Donald Trump has made an unexpected intervention in the debate over terminally ill toddler Charlie Gard.
The US President said he would be “delighted” to “help” the boy after doctors won a definitive court case to end his life-support treatment.
Charlie suffers from a rare genetic condition and has brain damage.
Mr Trump waded into the debate by referencing Pope Francis’ plea for the toddler’s parents to be allowed to “accompany and treat their child until the end”.
The US President wrote on Twitter: “If we can help little #CharlieGard, as per our friends in the U.K. and the Pope, we would be delighted to do so.”
In a statement, the White House said|: “Upon learning of baby Charlie Gard’s situation, President Trump has offered to help the family in this heartbreaking situation.
“Although the President himself has not spoken to the family, he does not want to pressure them in any way, members of the administration have spoken to the family in calls facilitated by the British government. The President is just trying to be helpful if at all possible.
If we can help little #CharlieGard, as per our friends in the U.K. and the Pope, we would be delighted to do so.
— Donald J. Trump (@realDonaldTrump) July 3, 2017
Charlie’s parents Connie Yates and Chris Gard posted a link to the tweet on their campaign Facebook page with heart emojis and the message: “If he’s still fighting, we’re still fighting!!! Xxx.”
The pair had raised £1.3m in donations to fly Charlie to the US for treatment known as nucleoside bypass therapy.
But medics at Great Ormond Street Hospital fought the bid, saying the operation was experimental and would not help him.

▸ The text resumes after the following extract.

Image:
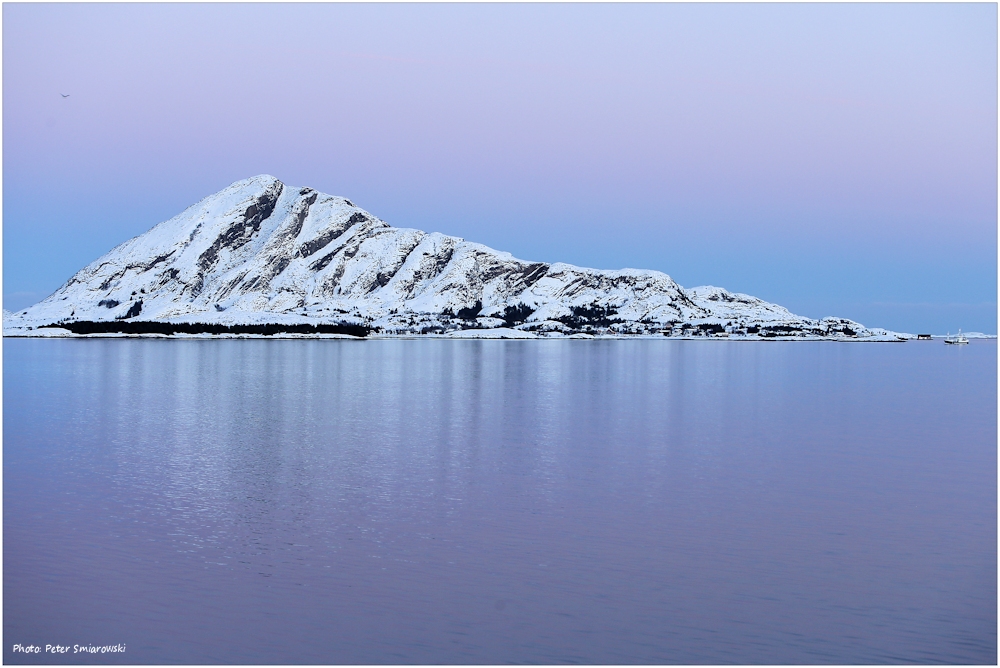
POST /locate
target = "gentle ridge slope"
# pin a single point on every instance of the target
(263, 253)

Judges in the High Court, Court of Appeal and the Supreme Court ruled against the parents and in favour of the doctors.
On Tuesday, the European Court of Human Rights refused to intervene.
Mr Gard and Ms Yates said afterwards that they were told Charlie would have his life support switched off on Friday.
The pair claimed they were denied their final wish to take him home to die.